Insurers that can raise their risk-based capital (RBC) to 150% will be able to postpone their compliance by two years, the issuance states. However, this option may be exercised only once.
Under the RBC system, the capital requirements of insurers are computed based on the amount of risk they take on.
Insurance companies that choose to merge in order to consolidate capital will also enjoy a deferment as long as their combined capital meets the current requirement.
“Hence, all existing insurance and professional reinsurance companies should have reached the capitalization requirements of P1 billion and P2 billion by 2022, at the latest,” the order states.

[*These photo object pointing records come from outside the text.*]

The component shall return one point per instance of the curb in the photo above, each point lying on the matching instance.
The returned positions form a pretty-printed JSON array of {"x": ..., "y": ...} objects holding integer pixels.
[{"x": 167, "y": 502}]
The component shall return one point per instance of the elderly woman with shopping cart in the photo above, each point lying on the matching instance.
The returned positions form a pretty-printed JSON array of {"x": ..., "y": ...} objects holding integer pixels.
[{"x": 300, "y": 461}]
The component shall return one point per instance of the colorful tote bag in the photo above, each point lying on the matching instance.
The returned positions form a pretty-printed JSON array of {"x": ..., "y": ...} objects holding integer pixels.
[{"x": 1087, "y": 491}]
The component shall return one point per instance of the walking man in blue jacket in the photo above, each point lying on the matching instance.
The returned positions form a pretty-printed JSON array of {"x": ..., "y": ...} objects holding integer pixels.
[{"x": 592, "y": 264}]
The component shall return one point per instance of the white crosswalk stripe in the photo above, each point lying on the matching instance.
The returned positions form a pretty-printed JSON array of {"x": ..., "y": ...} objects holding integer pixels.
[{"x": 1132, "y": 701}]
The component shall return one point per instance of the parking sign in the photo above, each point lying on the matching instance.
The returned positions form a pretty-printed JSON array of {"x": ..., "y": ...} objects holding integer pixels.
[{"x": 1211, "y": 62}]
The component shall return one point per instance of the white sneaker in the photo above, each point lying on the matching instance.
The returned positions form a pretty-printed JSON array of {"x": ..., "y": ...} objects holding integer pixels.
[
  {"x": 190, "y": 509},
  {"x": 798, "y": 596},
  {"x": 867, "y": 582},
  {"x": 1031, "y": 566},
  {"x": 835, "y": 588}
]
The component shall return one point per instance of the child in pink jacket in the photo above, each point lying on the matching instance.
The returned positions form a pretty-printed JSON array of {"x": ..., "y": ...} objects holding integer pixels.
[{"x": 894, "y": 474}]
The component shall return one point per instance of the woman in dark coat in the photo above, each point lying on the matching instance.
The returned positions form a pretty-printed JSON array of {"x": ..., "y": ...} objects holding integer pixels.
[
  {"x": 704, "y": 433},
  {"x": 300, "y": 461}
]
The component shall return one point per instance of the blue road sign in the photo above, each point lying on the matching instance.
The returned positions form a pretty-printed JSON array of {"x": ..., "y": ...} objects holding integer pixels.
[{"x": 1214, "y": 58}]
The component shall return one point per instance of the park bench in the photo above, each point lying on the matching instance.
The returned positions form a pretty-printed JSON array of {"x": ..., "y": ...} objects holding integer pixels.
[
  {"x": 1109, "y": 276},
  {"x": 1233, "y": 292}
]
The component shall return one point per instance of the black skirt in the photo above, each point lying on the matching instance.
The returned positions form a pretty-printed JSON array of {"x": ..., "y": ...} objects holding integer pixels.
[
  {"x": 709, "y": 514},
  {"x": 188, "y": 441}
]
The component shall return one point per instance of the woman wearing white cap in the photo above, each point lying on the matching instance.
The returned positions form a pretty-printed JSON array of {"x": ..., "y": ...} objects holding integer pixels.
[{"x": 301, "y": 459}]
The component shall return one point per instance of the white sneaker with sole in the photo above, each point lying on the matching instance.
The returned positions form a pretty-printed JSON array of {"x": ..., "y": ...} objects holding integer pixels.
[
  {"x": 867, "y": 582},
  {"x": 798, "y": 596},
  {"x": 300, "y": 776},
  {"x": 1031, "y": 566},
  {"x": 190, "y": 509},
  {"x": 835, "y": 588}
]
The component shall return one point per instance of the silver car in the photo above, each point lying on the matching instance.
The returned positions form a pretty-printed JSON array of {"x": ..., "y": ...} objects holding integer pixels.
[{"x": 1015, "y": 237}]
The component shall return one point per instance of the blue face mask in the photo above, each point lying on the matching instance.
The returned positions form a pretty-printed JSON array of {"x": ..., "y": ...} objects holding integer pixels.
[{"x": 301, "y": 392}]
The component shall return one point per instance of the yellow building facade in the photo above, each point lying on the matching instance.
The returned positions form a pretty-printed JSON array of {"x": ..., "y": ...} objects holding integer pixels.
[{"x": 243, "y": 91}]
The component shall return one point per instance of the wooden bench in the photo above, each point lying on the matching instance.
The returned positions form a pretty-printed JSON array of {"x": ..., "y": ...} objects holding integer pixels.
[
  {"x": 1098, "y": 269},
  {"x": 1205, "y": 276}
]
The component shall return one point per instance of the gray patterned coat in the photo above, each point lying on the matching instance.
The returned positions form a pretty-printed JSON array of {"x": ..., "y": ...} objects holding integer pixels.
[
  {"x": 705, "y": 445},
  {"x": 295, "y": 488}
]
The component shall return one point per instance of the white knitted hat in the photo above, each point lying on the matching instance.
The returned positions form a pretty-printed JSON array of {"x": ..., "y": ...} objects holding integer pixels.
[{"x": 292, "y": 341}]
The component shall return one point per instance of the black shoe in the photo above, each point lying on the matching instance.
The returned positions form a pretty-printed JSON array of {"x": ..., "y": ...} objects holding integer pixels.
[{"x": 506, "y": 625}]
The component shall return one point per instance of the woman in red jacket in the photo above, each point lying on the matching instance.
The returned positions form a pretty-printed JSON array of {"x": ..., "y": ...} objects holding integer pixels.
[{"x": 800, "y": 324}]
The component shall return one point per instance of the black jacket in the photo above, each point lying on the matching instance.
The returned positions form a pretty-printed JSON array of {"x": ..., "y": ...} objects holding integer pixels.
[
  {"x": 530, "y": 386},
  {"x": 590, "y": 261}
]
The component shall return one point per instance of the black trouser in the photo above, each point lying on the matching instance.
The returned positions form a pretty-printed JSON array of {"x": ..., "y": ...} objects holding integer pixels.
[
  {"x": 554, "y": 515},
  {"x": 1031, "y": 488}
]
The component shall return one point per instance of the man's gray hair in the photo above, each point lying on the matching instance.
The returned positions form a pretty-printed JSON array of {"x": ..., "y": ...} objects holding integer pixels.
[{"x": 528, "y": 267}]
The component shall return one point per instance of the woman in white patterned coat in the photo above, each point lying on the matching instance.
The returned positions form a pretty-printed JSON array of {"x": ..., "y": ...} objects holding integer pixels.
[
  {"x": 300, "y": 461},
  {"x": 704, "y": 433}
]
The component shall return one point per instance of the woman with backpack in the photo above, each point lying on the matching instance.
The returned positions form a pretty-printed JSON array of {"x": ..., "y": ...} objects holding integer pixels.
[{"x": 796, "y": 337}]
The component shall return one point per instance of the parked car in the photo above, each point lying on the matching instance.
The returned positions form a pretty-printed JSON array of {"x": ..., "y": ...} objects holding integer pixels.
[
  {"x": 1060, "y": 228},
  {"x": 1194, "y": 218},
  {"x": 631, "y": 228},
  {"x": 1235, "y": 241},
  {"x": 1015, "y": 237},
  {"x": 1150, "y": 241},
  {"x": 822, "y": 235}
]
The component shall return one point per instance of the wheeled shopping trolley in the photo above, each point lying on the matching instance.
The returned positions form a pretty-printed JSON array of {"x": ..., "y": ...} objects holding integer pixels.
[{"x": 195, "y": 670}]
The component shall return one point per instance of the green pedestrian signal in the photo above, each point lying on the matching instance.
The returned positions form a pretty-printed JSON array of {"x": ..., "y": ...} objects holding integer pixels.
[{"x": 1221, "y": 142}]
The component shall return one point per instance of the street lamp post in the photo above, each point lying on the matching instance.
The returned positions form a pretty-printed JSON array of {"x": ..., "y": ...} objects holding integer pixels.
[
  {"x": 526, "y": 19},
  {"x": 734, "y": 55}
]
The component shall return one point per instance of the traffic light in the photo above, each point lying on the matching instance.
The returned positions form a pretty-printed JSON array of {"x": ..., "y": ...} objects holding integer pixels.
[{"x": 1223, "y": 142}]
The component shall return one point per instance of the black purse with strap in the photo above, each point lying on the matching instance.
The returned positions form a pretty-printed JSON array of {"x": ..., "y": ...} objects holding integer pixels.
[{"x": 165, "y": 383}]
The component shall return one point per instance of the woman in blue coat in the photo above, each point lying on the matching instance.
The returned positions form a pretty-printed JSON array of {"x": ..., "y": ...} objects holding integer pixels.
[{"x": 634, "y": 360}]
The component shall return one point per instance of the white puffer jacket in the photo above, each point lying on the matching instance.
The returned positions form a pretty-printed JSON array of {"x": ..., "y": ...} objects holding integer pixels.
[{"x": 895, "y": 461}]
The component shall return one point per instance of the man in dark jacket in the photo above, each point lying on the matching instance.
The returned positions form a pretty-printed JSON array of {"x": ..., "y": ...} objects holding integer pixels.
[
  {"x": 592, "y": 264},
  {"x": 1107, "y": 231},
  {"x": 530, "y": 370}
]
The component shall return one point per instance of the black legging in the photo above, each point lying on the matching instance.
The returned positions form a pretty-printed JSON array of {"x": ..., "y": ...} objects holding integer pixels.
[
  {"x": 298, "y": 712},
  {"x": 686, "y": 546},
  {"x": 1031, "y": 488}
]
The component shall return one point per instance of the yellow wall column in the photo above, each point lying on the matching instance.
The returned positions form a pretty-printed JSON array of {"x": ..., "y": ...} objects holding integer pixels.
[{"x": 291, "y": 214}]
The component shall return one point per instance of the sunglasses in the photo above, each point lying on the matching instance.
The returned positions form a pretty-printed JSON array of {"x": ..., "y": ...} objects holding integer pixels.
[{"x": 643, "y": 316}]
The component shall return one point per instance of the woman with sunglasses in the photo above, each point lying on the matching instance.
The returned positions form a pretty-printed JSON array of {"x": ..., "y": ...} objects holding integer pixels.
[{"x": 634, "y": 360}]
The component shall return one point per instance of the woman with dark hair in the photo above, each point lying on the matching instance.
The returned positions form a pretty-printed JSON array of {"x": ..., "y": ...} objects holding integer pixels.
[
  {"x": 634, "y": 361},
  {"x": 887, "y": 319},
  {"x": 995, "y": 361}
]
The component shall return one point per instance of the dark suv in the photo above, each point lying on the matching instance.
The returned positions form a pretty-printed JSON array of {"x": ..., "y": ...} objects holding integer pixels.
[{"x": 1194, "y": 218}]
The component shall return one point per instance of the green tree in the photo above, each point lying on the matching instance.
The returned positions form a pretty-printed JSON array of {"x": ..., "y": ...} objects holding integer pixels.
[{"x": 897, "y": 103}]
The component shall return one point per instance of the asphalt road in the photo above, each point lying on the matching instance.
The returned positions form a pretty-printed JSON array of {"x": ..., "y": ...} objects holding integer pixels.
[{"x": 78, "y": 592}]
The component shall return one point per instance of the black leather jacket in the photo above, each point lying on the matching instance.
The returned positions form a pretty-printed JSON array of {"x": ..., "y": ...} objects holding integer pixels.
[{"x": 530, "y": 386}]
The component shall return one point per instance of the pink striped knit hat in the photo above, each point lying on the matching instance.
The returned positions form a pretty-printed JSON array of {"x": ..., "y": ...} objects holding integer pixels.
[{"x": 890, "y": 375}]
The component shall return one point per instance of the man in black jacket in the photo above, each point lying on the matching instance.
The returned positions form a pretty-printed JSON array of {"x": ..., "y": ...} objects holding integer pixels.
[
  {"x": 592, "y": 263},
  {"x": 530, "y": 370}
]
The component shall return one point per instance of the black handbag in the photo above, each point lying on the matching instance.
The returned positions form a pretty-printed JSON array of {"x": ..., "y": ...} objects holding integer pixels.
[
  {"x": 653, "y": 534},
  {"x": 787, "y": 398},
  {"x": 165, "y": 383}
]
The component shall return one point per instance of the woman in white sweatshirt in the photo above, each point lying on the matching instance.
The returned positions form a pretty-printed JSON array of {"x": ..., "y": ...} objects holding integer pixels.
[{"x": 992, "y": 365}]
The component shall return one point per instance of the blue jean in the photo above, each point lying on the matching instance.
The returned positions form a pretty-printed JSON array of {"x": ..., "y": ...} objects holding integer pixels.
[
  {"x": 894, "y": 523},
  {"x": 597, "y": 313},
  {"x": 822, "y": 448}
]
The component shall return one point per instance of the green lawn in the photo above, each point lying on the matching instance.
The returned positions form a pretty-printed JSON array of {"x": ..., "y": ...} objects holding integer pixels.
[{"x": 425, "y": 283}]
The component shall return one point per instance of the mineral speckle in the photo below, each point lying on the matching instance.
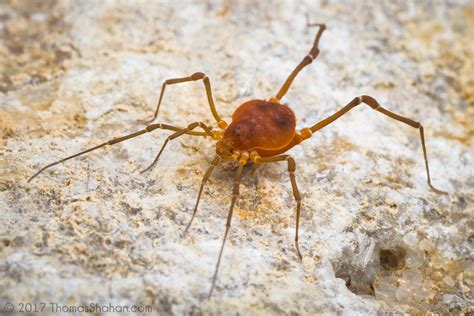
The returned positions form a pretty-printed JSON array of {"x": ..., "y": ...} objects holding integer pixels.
[{"x": 373, "y": 236}]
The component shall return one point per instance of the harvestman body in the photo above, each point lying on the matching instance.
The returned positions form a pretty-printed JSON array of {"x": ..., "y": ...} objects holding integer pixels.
[{"x": 260, "y": 131}]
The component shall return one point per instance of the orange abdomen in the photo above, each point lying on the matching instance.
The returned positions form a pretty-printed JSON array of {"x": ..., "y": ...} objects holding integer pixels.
[{"x": 260, "y": 124}]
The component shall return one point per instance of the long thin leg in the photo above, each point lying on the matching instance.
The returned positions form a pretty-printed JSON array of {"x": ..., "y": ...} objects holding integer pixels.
[
  {"x": 376, "y": 106},
  {"x": 296, "y": 193},
  {"x": 308, "y": 59},
  {"x": 187, "y": 130},
  {"x": 235, "y": 196},
  {"x": 208, "y": 173},
  {"x": 193, "y": 77},
  {"x": 118, "y": 140}
]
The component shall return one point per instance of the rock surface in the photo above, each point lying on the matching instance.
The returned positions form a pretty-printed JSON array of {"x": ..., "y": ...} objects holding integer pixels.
[{"x": 373, "y": 235}]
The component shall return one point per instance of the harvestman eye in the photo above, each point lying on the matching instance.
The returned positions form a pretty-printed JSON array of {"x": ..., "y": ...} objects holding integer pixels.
[{"x": 261, "y": 131}]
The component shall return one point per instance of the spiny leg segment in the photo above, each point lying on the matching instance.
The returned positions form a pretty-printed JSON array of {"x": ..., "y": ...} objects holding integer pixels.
[
  {"x": 308, "y": 59},
  {"x": 208, "y": 173},
  {"x": 296, "y": 193},
  {"x": 235, "y": 196},
  {"x": 121, "y": 139},
  {"x": 190, "y": 127},
  {"x": 193, "y": 77},
  {"x": 376, "y": 106}
]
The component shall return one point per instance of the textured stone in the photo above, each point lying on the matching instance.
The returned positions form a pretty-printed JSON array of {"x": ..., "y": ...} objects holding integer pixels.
[{"x": 373, "y": 235}]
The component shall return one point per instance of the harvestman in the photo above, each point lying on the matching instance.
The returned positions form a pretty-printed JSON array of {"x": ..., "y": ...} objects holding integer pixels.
[{"x": 260, "y": 132}]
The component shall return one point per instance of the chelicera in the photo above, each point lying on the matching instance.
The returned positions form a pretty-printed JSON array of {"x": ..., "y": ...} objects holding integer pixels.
[{"x": 261, "y": 131}]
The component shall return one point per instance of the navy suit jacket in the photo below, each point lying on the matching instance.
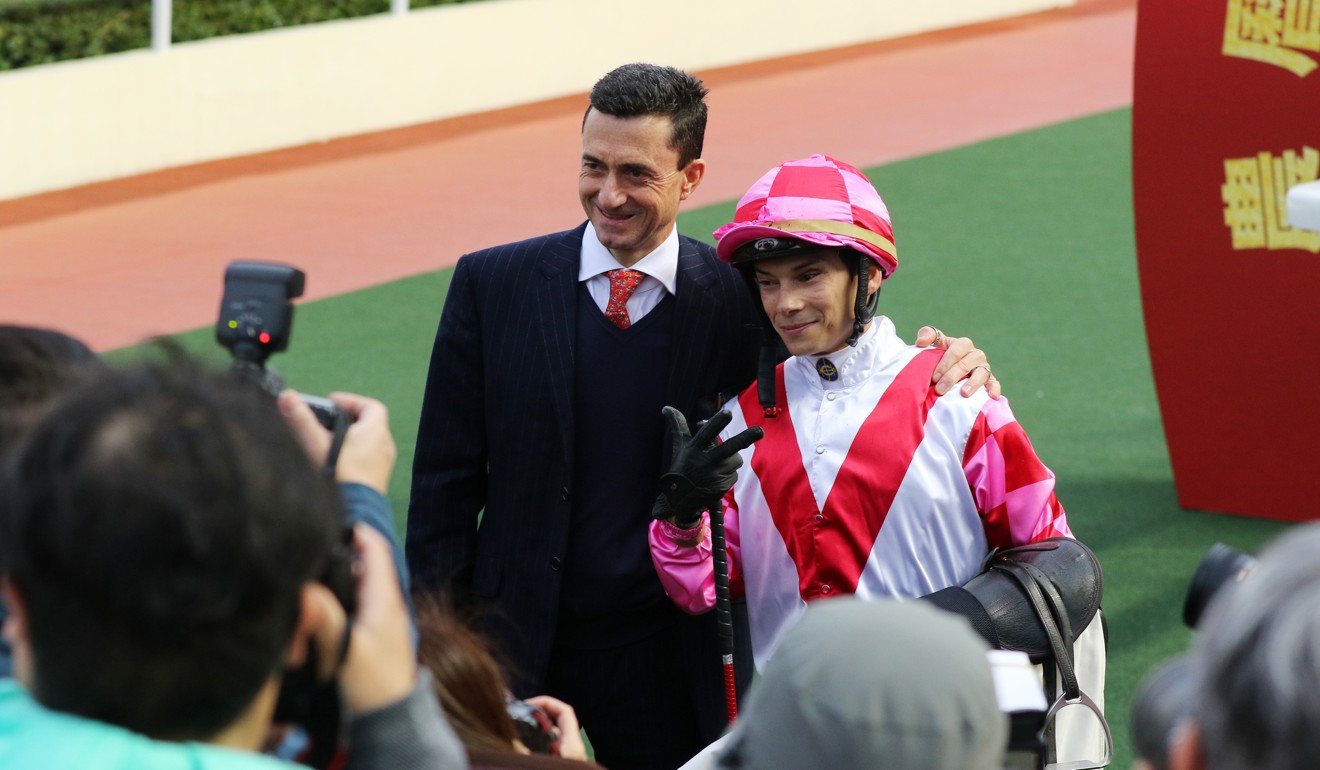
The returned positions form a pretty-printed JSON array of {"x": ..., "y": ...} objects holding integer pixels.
[{"x": 496, "y": 425}]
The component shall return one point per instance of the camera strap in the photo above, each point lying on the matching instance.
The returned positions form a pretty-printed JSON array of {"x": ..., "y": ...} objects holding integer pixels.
[{"x": 337, "y": 435}]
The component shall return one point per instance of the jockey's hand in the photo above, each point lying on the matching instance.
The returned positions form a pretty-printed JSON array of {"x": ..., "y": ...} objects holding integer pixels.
[{"x": 700, "y": 470}]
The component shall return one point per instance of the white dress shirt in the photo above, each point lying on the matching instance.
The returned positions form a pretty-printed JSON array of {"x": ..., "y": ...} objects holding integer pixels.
[{"x": 660, "y": 268}]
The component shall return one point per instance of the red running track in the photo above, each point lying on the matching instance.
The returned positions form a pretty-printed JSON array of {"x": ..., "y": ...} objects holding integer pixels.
[{"x": 118, "y": 262}]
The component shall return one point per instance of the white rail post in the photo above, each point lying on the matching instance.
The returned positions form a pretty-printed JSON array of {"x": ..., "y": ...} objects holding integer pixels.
[{"x": 163, "y": 24}]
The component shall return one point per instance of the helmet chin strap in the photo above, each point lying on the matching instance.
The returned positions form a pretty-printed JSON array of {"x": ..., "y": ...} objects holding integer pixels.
[{"x": 863, "y": 309}]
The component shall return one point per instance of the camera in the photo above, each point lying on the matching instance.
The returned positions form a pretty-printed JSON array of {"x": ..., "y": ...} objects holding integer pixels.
[
  {"x": 256, "y": 318},
  {"x": 535, "y": 728},
  {"x": 1220, "y": 565}
]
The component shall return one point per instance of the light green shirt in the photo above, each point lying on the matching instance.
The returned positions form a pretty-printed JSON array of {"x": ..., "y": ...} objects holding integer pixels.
[{"x": 33, "y": 737}]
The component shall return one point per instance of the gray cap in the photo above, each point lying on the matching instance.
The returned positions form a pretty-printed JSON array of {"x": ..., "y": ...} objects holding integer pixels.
[{"x": 873, "y": 684}]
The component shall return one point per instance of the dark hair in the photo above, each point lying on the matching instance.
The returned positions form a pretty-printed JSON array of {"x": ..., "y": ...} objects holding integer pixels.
[
  {"x": 466, "y": 678},
  {"x": 36, "y": 366},
  {"x": 159, "y": 526},
  {"x": 1257, "y": 691},
  {"x": 642, "y": 89}
]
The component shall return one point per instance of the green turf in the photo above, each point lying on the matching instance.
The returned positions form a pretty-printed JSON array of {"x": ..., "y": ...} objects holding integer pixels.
[{"x": 1023, "y": 243}]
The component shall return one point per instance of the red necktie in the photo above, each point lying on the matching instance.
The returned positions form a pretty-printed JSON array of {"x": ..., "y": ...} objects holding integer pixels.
[{"x": 622, "y": 284}]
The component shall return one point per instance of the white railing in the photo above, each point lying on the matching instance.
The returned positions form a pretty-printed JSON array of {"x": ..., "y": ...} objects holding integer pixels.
[{"x": 163, "y": 20}]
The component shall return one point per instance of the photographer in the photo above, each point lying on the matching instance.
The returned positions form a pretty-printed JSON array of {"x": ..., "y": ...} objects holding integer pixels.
[
  {"x": 163, "y": 543},
  {"x": 36, "y": 366},
  {"x": 1255, "y": 668}
]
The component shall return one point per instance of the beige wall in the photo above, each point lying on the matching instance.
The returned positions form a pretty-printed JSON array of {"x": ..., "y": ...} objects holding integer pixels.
[{"x": 87, "y": 120}]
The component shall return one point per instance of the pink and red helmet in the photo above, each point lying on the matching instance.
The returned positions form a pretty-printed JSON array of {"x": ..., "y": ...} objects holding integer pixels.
[{"x": 816, "y": 200}]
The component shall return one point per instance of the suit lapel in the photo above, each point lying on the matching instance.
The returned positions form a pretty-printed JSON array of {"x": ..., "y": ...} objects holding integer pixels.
[
  {"x": 556, "y": 307},
  {"x": 693, "y": 334}
]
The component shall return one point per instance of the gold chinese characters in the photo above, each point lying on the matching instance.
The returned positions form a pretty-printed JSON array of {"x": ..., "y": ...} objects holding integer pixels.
[
  {"x": 1274, "y": 32},
  {"x": 1254, "y": 192}
]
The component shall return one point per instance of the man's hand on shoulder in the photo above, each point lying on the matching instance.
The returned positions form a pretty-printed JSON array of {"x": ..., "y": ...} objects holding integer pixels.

Industry reactions to the new insurance capitalization schedule was mixed.
Pru Life UK President and CEO Antonio G. de Rosas even called for more stringent requirements.
“I support this [schedule], but personally I would have stuck to the original schedule which required the P1 billion by 2014,” Mr. de Rosas said in a text message yesterday.
The top life insurance companies — representing almost 80% of the industry — are already “way ahead of the schedule,” he claimed.
Insular Life President Mayo B. Ongsingco agreed, pointing out that his company was already capitalized with P10 billion as of last year.
Mr. Ongsingco called DO 15-2012 a “compromise,” enabling regulators to set capitalization goals while also allowing insurers time to comply.
The opposite reaction came from the non-life industry.
Non-life industry group Philippine Insurers and Reinsurers Association (PIRA) rejected the department order, saying the capitalization hikes were “unnecessary.”
“This will only force perfectly viable companies to close down. The medium and big companies will survive but the smaller ones will disappear,” PIRA spokesperson Michael F. Rellosa said in a telephone interview.
He called on the government to implement the RBC system instead.
“Not all companies have the same risk appetite. If a small company only takes on a small amount of risk, why are they required to build up P1 billion in paid-up capital?” Mr. Rellosa pointed out.